St. Paul speaks of having “all faith so as to move mountains” (1 Cor 13:2). The kind of faith that moves mountains is not “little faith” but “all faith.” Faith that is like a mustard seed is total faith.[v] A mustard seed is tiny, but it contains the whole. It has the total mustard plant within it – a great shrub rather like a tree, “so that the birds of the air come and make nests in its branches” (Matt 13:32; cf. Luke 13:19).
Jesus also teaches that a mustard seed is like kingdom of heaven. So, let our faith be like the kingdom – small, maybe, but full of life and spirit and capable of growing to greatness.
How can a mustard seed move a mountain? Only because it can do something a mountain cannot do: it can grow. It is alive and not lifeless rock. And life always wins. Patient growth has the power to reshape the whole earth.

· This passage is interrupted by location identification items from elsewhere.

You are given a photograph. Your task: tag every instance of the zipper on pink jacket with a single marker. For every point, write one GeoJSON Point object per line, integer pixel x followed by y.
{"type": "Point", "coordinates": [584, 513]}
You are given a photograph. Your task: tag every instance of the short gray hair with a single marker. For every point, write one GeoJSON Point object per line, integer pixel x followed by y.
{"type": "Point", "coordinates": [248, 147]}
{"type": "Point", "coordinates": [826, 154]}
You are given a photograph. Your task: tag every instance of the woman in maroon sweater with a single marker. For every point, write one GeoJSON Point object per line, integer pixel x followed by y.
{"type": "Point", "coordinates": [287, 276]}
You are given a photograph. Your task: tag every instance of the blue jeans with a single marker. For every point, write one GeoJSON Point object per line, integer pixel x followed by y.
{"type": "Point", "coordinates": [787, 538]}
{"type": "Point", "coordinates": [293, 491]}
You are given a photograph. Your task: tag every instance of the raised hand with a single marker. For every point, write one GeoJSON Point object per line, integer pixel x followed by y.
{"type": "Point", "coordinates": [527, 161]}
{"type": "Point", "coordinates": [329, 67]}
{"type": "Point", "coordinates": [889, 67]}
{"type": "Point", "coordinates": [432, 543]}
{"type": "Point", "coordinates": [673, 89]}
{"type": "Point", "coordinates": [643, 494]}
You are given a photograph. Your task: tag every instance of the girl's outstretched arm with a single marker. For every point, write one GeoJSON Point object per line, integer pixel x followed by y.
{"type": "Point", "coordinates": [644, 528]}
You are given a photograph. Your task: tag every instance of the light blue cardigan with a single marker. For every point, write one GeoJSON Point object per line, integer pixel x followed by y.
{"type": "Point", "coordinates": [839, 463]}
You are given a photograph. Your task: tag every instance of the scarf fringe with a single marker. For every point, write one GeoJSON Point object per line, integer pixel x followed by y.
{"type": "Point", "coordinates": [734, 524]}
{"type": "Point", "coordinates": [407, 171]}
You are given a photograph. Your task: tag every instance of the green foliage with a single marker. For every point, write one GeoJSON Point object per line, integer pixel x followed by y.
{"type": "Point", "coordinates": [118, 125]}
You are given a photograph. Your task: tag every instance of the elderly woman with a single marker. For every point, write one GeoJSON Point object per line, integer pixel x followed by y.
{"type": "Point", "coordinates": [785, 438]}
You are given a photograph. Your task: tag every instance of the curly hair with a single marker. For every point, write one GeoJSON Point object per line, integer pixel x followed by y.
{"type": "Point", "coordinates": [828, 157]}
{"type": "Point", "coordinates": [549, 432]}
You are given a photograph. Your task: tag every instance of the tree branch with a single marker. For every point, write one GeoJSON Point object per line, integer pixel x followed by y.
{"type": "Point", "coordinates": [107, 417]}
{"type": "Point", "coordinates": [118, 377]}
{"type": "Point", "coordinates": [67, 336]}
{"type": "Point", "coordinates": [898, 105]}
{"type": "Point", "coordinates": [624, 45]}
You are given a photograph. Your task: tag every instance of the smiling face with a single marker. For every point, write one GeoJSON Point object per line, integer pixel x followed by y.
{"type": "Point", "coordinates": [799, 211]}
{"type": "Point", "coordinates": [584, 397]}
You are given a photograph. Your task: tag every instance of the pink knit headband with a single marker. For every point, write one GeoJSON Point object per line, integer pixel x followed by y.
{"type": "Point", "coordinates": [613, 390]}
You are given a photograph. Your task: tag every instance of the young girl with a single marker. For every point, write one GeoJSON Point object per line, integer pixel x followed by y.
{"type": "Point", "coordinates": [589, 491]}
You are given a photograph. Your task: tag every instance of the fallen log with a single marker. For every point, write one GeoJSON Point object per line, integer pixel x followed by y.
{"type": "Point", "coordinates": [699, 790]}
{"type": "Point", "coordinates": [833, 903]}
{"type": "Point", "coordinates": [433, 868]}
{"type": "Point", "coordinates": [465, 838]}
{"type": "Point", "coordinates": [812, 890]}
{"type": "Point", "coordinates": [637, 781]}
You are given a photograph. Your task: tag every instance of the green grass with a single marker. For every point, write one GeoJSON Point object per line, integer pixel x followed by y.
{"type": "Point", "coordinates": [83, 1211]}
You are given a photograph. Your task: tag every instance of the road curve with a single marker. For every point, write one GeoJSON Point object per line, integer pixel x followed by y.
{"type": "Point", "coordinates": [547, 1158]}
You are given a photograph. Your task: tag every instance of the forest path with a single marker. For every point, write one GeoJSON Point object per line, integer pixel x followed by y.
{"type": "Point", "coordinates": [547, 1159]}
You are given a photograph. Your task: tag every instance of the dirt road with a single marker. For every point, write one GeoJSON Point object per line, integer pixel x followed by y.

If we have a living, growing faith, we can trust that that mountain within us that needs to move will move. We can see it begin to erode, in fact – its stones broken by the growing roots of our faith, weakening to rubble the mountain that seemed immovable and preparing it to be swept away by grace.
In the meantime, if our faith is little in the way that shouldn’t be, how are we to transform our faith into the faith that is like a mustard seed? One way is by the prayer and fasting that today Jesus says is necessary to cast out this kind of demon (Matt 17:21). Such is necessary because, through these means, God transforms our faith from some dry and lifeless assent to propositions into a living seed of the word within us, that grows and grows, like life in a womb.
A mustard seed is an embryonic mustard plant. The kingdom of heaven is like an embryo. An embryo can grow to become a king. Growth is key. Life is that which grows. If we stop growing, we’re dead. Eternal life is eternal growth. Let us grow ever closer to the infinite Lord for all eternity, and let us begin to grow today.
[i] “The mountains here spoken of, in my opinion, are the hostile powers that have their being in a flood of great wickedness, such as are settled down, so to speak, in some souls of various people.” Origen, commentary on matthew 13.7.
[ii] “If they had had this faith within them, they would have been like the grain of mustard seed. By the power of the Word they would have thrown out this burden of sins and the heavy mass of their unbelief. They would have transferred it, like a mountain into the sea.” hilary of poitiers. on matthew 17.8.
[iii] “Then such a man will say to this mountain—I mean in this case the deaf and dumb spirit in him who is said to be epileptic— “Move from here to another place.” It will move. This means it will move from the suffering person to the abyss.” Origen, commentary on matthew 13.7.
[iv] e.g. NIV and NAB
[v] “When someone has total faith…, then he has all faith like a grain of mustard seed” Origen, commentary on matthew 13.7.